As far-right rioters storm the United States Capitol to implement a coup on behalf of President Donald Trump, who refuses to accept his defeat in the 2020 election, the president refused to denounce them in strong language — reportedly because he remains angry at Vice President Mike Pence for not breaking the law on his behalf. And after it was confirmed that at least 4 people died during the hourslong rampage, the president, reportedly still raging that his vice president would not engage in a coup, ramped up his vindictive campaign against Pence.
The vice president's chief of staff, Marc Short, said he was denied entry into the White House late on Wednesday. "He's blaming me for advice to VP," Short said of Trump to Real Clear Politics' Phillip Wegmann. After Trump initially resisted, it was Pence who reportedly mobilized the DC National Guard. Pence also condemned pro-Trump rioters who stormed into the Electoral College certification ceremony he was presiding over.
"You did not win," Pence bluntly stated.
Trump was reportedly both fuming at Pence all day and giddy at the prospect of his supporters successfully delaying the certification of Biden's win. After both "official and unofficial" presidential advisers urged Trump to issue a statement denouncing his supporters' riot because both he, his lawyer Rudy Giuliani and his daughter Ivanka Trump have only said things that give the mob a "permission structure," Trump released a video that was so inflammatory it was taken down from Facebook and Twitter.
In his statement, meanwhile, Pence explained that he does not have the "unilateral authority to decide which electoral votes should be counted."
In fact, the Constitution does not empower the vice president to nullify electoral votes. (If it did, the vice president of any incumbent party that loses a presidential election could subvert democracy on a whim.) It simply says that the vice president should read the slates of electors submitted by each state as they are counted, recite the results aloud and maintain order. Even if the Constitution did vest that power in the vice president, there is no evidence that there was widespread fraud, a fact that has been confirmed by roughly 60 courts, 90 judges, Trump's own attorney general (before he was fired for saying so) and the entire Supreme Court. Not a single case alleging widespread voter fraud in the 2020 presidential election has been supported by any legal institution in the United States, despite dozens of filings by Trump and his backers.
During demonstrations in Washington earlier today, both Trump and Giuliani seemed to urge their supporters to participate in a coup. The president appeared at a rally and told his supporters that "we will never concede," that they should "show strength" and that they should "fight" to move their rally to the steps of the Capitol. He also said that the demonstrators should give "our Republicans" some of the "pride and boldness that they need to take back our country." Later he tweeted that protesters should "stay peaceful" and posted a brief video address that, while urging them to "go home in peace," continued to implicitly legitimize their behavior by falsely claiming "we had an election stolen from us" and characterizing those who say otherwise as "so bad and so evil."
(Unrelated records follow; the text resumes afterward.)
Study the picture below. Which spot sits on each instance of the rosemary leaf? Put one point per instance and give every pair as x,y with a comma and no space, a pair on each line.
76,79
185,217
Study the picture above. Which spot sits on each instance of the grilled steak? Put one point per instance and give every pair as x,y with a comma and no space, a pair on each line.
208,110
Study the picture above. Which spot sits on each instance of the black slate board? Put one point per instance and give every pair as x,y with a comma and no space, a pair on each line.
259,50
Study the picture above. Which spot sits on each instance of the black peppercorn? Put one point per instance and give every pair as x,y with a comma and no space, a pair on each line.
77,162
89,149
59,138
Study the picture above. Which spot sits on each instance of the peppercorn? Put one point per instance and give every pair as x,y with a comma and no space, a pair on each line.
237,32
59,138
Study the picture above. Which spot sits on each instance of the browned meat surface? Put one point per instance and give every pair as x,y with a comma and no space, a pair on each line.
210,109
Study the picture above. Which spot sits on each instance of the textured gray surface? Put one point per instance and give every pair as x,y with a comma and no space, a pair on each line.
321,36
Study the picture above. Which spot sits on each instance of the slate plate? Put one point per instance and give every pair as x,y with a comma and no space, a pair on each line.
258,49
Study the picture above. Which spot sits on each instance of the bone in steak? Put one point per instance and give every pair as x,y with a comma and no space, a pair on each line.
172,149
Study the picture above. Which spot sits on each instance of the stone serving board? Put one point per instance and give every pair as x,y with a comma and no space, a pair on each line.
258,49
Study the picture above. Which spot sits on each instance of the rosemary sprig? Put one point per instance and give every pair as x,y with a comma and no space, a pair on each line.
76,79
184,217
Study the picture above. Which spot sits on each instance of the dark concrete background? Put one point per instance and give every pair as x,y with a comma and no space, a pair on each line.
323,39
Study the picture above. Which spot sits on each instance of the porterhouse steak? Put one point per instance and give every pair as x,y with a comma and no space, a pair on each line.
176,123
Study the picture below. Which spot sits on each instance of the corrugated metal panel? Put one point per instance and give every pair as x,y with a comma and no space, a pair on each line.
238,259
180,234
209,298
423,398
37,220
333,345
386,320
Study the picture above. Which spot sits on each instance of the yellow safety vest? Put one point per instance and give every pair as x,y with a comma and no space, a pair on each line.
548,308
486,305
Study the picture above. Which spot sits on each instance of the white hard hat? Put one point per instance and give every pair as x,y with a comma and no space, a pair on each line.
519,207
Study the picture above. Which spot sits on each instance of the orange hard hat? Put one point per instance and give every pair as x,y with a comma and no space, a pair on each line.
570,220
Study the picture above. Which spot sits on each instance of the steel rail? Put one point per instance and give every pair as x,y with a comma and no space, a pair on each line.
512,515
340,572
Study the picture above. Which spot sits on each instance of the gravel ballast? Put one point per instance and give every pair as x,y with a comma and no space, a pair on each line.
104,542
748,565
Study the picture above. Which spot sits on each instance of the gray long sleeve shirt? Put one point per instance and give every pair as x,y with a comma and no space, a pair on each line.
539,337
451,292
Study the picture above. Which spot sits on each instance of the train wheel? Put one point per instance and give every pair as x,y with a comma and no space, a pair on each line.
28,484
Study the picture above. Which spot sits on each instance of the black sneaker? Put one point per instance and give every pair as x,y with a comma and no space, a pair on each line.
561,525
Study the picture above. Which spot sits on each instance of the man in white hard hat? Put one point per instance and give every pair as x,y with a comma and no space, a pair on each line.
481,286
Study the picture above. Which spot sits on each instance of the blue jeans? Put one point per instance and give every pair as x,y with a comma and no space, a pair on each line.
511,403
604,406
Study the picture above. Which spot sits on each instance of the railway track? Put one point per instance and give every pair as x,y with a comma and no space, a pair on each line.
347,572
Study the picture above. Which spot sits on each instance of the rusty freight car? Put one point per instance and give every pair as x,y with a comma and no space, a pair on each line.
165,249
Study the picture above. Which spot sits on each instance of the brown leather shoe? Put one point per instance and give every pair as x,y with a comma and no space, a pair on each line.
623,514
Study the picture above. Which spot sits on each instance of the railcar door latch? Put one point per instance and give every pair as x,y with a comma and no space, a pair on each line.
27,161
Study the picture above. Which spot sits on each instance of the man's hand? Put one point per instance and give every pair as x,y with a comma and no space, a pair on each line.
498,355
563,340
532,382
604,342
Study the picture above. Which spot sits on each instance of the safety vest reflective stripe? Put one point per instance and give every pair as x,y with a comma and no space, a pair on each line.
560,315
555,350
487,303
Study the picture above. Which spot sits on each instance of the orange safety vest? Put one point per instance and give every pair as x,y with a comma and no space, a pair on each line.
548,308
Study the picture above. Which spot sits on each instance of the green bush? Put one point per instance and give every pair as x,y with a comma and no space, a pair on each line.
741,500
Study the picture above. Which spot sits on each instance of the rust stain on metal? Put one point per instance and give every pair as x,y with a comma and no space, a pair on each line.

Giuliani expressed a similar sentiment, telling the rioters that "over the next 10 days, we get to see the machines that are crooked, the ballots that are fraudulent. And if we're wrong, we will be made fools of. But if we're right, a lot of them will go to jail. So let's have trial by combat." Sen. Josh Hawley, R-Mo., also encouraged the rioters by pumping his fist in the air as they appeared on the east side of the Capitol just before the riot began. Hawley was the first senator to say that he would object to the Senate's certification of the Electoral College count. Later on Wednesday he tweeted that he was grateful "to the brave law enforcement officials who have put their lives on the line. The violence must end, those who attacked police and broke the law must be prosecuted, and Congress must get back to work and finish its job."
The organizers appeared to understand the message quite clearly, as one of the protest organizers told CNN that "we won't stop fighting until the President does."
Not all of the Republicans who supported Trump's attempt to overturn the 2020 election have backed the rioters. Pence has tweeted that "the violence and destruction taking place at the US Capitol Must Stop and it Must Stop Now. Anyone involved must respect Law Enforcement officers and immediately leave the building." (He also reportedly unfollowed Trump on Twitter.) Rep. Jim Jordan of Ohio tweeted that they should "stop the violence. Support Capitol Police." Sen. Ted Cruz of Texas echoed those thoughts, tweeting that "those storming the Capitol need to stop NOW. The Constitution protects peaceful protest, but violence—from Left or Right— is ALWAYS wrong. And those engaged in violence are hurting the cause they say they support."
The Capitol riots are without precedent in American history. The closest equivalent is the 1860 presidential election, after which seven Southern states seceded because they objected to the election of President Abraham Lincoln. After Lincoln's inauguration, four more states joined the newly-formed Confederate States of America and two others partially seceded. Yet even though those states reacted violently to the election of a presidential candidate they disliked, none of them suggested that his predecessor — the pro-slavery President James Buchanan — should stay in office by force or that Lincoln's victory was illegitimate. There has never been an occasion when a sitting president has encouraged his supporters to stop the certification of his opponent's victory by force.